Dr. Hadiyah-Nicole Green
Dr. Hadiyah-Nicole Green (Photo via Tuskegee University)

For Dr. Hadiyah-Nicole Green, the fight against cancer is a personal one.

After her parents died, Green was raised by her grandparents, General Lee Smith and Ora Lee; Ora Lee was diagnosed with cancer but refused treatment.

“She refused the treatment because she didn’t want to experience the side effects. It was heartbreaking, but I could appreciate she wanted to die on her own terms,” Green told AL.com. “Three months later, my uncle was diagnosed with cancer.”

Her uncle didn’t refuse treatment, but Green saw how much it took out of him.

“I saw firsthand how devastating it was, and I could understand why my aunt didn’t want to go through that,” she said.
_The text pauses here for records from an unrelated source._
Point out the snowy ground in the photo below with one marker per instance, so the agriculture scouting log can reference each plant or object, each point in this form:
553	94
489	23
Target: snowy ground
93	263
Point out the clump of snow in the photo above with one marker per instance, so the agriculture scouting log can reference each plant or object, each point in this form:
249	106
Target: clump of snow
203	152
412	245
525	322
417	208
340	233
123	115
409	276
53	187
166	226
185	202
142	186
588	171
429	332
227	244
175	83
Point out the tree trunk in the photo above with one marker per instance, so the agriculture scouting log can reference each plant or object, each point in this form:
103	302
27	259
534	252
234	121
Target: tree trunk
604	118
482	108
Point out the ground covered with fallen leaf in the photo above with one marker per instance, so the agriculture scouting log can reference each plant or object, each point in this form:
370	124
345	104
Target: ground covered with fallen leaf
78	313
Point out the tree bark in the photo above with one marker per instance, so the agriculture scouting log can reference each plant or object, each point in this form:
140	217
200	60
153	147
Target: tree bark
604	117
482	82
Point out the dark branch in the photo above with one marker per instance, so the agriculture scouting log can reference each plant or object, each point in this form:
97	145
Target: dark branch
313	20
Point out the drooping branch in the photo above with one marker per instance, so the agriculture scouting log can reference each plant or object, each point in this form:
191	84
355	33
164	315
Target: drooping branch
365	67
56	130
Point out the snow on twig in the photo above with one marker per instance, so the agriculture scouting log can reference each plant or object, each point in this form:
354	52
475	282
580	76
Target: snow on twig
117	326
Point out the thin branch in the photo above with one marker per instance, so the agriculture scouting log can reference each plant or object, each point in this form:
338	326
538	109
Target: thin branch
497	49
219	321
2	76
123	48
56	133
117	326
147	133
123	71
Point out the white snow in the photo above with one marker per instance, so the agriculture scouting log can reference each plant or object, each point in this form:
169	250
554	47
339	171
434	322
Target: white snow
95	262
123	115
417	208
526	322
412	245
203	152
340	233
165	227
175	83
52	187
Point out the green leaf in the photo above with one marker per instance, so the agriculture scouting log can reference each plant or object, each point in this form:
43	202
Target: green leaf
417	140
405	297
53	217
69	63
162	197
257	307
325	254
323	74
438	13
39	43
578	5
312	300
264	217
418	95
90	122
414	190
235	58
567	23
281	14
But while the physicist was at the University of Alabama, Green began working on a new way to treat cancer, using lasers.

“I’m really hoping this can change the way we treat cancer in America. There are so many people who only get a 3-month or 6-month survival benefit from the drugs they take. Then 3 or 6 months later, they’re sent home with no hope, nothing else we can do,” Green explained. “Those are the patients I want to try to save, the ones where regular medicine isn’t effective for them.”
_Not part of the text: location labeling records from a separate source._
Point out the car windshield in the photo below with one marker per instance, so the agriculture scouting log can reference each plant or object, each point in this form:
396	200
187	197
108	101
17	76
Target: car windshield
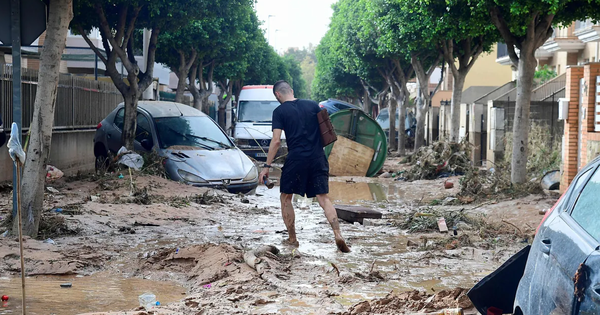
194	131
256	111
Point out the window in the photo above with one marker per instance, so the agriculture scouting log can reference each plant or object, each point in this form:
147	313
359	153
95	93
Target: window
143	129
256	111
120	118
585	212
576	188
341	106
197	132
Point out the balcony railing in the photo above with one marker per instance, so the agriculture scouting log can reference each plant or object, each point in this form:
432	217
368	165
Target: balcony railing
581	25
502	51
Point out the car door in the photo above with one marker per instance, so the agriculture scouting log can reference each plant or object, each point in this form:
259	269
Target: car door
143	131
557	252
114	133
586	214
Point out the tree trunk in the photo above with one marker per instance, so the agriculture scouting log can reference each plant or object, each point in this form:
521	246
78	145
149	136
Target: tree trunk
402	124
527	64
181	84
34	173
422	108
130	121
459	83
204	103
223	101
367	102
392	111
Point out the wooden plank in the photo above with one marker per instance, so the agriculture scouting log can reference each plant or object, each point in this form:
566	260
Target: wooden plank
356	214
349	158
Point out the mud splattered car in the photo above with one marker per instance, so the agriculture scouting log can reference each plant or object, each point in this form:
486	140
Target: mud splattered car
561	271
195	148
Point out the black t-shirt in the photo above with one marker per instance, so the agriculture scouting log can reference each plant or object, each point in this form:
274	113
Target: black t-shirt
299	121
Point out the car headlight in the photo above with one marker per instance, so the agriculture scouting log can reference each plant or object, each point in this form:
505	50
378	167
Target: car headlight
189	177
252	175
243	143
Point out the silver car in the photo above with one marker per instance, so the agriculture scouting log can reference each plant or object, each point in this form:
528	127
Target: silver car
196	150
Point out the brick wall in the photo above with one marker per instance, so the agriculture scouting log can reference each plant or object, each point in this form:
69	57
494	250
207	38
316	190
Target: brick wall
570	140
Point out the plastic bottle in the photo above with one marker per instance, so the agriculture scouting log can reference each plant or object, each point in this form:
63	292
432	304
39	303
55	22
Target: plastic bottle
147	300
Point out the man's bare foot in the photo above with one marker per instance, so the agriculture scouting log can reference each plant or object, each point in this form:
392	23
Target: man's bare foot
287	242
341	244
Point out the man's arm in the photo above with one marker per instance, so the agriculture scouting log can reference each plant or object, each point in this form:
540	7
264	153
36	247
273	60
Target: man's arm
274	146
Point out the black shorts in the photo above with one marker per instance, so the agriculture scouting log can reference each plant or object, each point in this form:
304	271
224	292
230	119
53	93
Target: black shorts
308	177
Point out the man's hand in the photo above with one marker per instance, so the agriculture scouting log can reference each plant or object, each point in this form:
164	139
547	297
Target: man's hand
264	174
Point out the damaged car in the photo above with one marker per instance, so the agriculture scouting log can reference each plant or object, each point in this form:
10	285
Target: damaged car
195	149
560	272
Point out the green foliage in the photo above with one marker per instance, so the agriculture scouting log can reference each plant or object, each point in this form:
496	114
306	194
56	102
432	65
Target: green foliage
153	14
332	80
307	60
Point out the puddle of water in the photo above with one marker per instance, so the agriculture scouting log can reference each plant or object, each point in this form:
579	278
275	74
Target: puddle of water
88	294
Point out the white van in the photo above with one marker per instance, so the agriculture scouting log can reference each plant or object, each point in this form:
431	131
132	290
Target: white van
254	113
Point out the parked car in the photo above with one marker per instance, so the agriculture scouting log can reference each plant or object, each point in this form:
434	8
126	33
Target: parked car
252	130
410	124
333	105
562	270
196	150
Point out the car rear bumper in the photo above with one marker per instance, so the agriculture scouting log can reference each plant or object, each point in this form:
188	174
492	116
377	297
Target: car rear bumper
232	188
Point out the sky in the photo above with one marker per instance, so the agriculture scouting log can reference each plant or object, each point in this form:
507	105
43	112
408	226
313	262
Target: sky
295	23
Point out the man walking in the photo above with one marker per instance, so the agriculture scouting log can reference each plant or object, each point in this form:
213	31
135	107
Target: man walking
306	170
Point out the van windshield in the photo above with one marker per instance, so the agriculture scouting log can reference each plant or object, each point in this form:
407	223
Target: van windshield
256	111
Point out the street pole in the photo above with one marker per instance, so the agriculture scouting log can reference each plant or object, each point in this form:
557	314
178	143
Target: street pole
15	17
269	29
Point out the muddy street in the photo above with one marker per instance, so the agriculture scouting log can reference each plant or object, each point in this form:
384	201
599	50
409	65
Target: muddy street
187	246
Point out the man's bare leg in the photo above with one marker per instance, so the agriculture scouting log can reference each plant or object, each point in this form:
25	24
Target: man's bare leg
289	218
331	215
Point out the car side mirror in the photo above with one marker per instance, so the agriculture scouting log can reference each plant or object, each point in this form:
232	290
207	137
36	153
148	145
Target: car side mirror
147	144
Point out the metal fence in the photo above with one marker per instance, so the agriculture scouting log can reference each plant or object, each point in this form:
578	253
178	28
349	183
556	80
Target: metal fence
80	103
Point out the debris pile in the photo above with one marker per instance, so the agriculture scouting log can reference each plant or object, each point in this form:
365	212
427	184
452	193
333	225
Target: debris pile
441	159
414	301
426	220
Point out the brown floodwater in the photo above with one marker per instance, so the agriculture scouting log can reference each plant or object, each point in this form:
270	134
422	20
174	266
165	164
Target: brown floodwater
88	294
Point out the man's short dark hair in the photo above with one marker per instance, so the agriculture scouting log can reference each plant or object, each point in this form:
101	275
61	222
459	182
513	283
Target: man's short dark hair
282	87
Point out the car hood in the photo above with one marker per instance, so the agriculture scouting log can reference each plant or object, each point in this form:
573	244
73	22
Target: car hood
212	165
248	130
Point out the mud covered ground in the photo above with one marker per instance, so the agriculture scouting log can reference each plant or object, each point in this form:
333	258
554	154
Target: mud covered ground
187	245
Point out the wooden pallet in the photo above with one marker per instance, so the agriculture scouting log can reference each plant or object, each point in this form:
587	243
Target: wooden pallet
349	158
356	214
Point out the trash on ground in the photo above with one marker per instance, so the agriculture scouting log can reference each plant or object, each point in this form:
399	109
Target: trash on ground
50	241
356	213
441	159
147	300
53	190
53	173
442	225
130	159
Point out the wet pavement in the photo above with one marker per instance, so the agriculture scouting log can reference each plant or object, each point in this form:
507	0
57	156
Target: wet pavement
250	224
87	294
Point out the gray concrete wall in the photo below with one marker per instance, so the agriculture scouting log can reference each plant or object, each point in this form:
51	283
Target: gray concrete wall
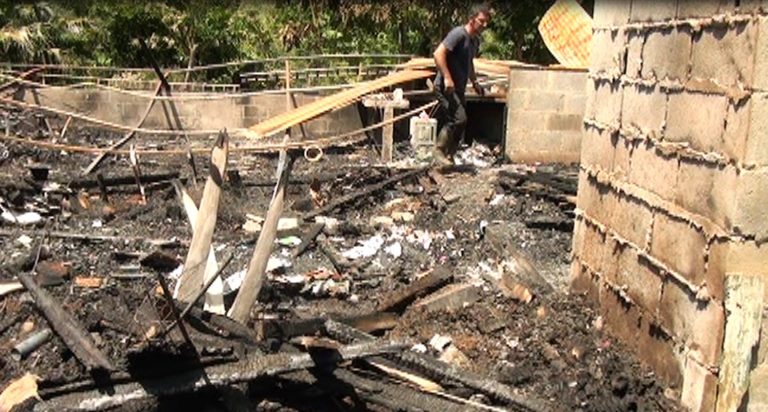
212	114
673	187
545	110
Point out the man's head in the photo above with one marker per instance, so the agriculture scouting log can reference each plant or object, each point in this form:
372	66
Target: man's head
479	18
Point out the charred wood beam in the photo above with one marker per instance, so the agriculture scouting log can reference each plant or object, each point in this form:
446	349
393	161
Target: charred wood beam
123	180
369	322
443	371
399	298
66	326
308	239
248	369
89	237
361	193
395	397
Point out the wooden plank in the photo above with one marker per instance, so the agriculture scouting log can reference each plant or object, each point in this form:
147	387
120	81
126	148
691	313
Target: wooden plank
387	136
214	297
329	103
254	277
744	306
191	280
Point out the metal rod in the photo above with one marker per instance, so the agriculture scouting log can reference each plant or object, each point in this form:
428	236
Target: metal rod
29	345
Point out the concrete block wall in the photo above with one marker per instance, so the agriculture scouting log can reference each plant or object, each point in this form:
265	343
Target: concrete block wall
673	181
211	113
545	111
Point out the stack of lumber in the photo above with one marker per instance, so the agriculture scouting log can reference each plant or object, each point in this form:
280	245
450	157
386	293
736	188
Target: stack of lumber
319	107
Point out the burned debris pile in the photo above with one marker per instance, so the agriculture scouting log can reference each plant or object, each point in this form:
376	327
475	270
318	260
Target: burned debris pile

The technology would use an FDA-approved drug to target tumors with nanoparticles, which glow under imaging equipment. The lasers then target the particles.

“They are not toxic, so without the laser they won’t kill anything, and the laser by itself is harmless, so without the particles it won’t hurt anything,” said Green. “Because of their need to work together and their inability to work apart, I can insure that the treatment is only happening to the cancer cells we target and identify.”

Green has already seen some success in the treatment in living animals like mice.

Green also told AL.com she feels a responsibility to positively represent black women for young girls.

“There are black female scientists who don’t get media exposure. Because of that, young black girls don’t see those role models as often as they see Beyonce or Nicki Minaj,” she said. “It’s important to know that our brains are capable of more than fashion and entertainment and music, even though arts are important.”